| Summary: | build is dead | ||||||
|---|---|---|---|---|---|---|---|
| Product: | Community | Reporter: | David Williams <david_williams> | ||||
| Component: | Servers | Assignee: | Eclipse Webmaster <webmaster> | ||||
| Status: | RESOLVED FIXED | QA Contact: | |||||
| Severity: | blocker | ||||||
| Priority: | P3 | CC: | aniefer, christian.campo, nicolas.bros, pwebster, remy.suen | ||||
| Version: | unspecified | ||||||
| Target Milestone: | --- | ||||||
| Hardware: | PC | ||||||
| OS: | Windows 7 | ||||||
| Whiteboard: | |||||||
| Attachments: |
|
||||||
|
Description
David Williams
Yep, it's dead, and I cannot even reach its management interface. I've opened a ticket with the Data Center to have it restarted. That should happen soon-ish. Created attachment 187556 [details]
Build server backend interface
Well, this is interesting. It appears all network communication stopped with the build server just before 11pm ET yesterday, as witnessed by the server's switch activity graph. Both the private and backend interfaces both stopped transmitting at the same time.
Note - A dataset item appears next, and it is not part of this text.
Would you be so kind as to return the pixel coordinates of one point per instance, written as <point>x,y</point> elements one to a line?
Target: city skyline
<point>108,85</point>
Strangely, neither the build server nor the switches it is connected to reported anything wrong with the connection. Normally, if someone disconnects a cable, or the interface goes down for some reason, both the switch and the server would log the event like this, when the server was rebooted yesterday at noon.
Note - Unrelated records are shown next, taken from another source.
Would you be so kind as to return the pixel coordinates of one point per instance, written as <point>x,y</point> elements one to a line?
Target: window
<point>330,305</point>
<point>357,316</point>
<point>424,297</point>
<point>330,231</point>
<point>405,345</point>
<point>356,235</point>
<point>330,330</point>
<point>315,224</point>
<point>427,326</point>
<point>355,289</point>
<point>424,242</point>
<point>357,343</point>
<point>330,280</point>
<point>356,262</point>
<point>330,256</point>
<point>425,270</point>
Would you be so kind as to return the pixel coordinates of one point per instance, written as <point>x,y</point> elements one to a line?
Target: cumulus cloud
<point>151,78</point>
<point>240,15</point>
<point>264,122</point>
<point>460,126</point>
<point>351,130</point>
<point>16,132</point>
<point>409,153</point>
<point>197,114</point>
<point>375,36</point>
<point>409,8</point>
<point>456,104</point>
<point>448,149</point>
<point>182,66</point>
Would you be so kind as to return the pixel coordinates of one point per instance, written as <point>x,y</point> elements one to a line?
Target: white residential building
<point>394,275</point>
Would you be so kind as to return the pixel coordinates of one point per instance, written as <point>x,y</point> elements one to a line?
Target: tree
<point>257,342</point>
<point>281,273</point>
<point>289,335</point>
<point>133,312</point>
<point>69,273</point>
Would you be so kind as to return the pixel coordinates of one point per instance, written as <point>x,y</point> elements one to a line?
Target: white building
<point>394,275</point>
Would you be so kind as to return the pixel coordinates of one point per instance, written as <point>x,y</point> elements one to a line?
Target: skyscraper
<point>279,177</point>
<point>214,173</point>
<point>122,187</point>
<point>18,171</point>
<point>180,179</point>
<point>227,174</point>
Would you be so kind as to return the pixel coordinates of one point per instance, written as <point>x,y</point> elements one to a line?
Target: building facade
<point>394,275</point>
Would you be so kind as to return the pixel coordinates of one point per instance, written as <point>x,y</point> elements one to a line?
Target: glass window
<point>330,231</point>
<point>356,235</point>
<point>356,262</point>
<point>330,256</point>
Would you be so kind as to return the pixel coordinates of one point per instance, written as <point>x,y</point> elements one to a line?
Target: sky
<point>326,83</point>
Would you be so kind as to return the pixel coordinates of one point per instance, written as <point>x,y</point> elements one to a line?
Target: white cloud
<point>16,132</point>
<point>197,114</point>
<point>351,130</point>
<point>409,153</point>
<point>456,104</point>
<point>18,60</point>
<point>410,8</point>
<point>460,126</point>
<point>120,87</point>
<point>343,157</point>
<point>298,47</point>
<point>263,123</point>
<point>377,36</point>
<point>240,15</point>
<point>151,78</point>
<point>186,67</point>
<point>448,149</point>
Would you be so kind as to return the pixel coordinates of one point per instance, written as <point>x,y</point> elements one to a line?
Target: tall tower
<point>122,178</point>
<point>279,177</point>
Jan 24 12:02:50 switch1 10747: 3y49w: %LINK-3-UPDOWN: Interface GigabitEthernet0/7, changed state to down
The server happily continued to process its cron jobs all night and into this morning, when it was restarted. By looking at the server's log, you'd never imaging anything went wrong, except for this one entry:
Jan 24 22:41:02 build kernel: [38170.651876] nfs: server nfsslave not responding, still trying
I'm not sure what prevented the build server from talking to one of its NFS servers, but that seems to have had a severe enough impact for it to lose some kind of "state" and simply space out.
We did restart the server yesterday for a new kernel update. I'll keep my eyes opened in case there was a regression with network drivers/IP/NFS/whatever.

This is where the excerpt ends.